OH MY OH MY now that is a white tail !!! geezzo pizza.


----------



## hassell (Feb 9, 2010)

She's a beaut., where was it harvested YD?


----------



## youngdon (Mar 10, 2010)

Loma, Nebraska. That other cull buck was out of Nebraska also.


----------



## On a call (Mar 3, 2010)

Well they sure do grow em big over there. I am curious what that 18 point scored in at.

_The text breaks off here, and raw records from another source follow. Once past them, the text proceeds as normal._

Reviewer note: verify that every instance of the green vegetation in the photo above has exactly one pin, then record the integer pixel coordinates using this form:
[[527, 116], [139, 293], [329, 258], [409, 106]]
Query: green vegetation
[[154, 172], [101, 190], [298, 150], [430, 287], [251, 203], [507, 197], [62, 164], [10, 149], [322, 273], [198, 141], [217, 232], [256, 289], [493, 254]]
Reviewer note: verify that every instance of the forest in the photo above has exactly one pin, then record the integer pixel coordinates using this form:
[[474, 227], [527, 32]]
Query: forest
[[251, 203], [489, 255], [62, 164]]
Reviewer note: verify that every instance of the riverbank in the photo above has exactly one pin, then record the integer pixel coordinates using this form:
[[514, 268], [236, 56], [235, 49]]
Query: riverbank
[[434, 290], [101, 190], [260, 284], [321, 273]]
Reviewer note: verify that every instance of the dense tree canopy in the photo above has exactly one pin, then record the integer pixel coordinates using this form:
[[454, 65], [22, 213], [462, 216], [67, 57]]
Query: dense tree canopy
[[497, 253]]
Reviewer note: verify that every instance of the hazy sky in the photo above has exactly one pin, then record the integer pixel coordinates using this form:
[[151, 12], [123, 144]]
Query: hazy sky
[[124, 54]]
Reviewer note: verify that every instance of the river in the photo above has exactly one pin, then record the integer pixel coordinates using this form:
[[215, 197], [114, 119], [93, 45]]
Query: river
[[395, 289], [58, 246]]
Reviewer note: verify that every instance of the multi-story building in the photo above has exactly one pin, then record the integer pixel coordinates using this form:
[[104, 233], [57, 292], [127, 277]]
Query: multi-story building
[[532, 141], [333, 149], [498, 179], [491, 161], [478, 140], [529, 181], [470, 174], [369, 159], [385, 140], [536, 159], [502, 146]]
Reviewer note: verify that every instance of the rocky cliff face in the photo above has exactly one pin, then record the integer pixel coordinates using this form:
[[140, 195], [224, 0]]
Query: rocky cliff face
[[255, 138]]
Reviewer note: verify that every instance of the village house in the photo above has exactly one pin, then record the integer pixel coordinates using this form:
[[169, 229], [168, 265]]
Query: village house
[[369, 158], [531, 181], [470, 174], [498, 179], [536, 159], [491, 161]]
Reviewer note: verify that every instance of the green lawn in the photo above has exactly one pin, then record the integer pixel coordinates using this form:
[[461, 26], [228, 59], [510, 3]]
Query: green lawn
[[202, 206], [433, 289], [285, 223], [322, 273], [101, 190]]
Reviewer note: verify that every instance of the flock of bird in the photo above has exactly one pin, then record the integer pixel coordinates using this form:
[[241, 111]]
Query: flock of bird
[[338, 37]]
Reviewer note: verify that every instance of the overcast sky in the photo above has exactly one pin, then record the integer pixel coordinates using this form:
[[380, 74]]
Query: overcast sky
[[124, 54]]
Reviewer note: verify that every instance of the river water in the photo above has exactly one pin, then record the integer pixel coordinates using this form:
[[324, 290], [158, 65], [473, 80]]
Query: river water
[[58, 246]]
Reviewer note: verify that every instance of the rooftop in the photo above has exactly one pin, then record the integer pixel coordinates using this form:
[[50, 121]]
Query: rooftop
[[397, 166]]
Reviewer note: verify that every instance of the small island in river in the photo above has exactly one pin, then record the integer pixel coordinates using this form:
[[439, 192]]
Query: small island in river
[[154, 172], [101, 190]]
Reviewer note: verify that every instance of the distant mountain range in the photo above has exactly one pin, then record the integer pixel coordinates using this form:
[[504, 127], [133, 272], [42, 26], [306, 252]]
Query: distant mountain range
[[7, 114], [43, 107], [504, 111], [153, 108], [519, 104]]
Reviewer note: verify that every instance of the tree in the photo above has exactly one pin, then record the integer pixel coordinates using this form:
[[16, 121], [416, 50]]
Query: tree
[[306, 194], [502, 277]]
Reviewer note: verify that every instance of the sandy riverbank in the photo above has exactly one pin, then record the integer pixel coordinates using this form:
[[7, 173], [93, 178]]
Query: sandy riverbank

And that is what you call a wall hanger


----------



## youngdon (Mar 10, 2010)

I think that both of those bucks will not only hang on the hunters walls but probably a cabela's or two also.


----------



## SWAMPBUCK10PT (Apr 5, 2010)

I thought i had some nice racks in the shop----there's always one bigger Nice Bucks_SB


----------



## Bigdrowdy1 (Jan 29, 2010)

NICE maybe 1 day


----------



## huntfishski (Mar 17, 2010)

Is that buck a record? Or is that just the way they grow 'em in Nebraska?


----------



## youngdon (Mar 10, 2010)

The e-mail I got said it might be as there is some dispute as to wheather it is typical or non, because of one of the tines(I don't remember which one) SB may know just by looking, I just know it's BIG. LOL


----------



## Axel (Mar 21, 2010)

Now That's a Buck


----------



## singlesix (May 13, 2010)

Thats a huge mess of antlers


----------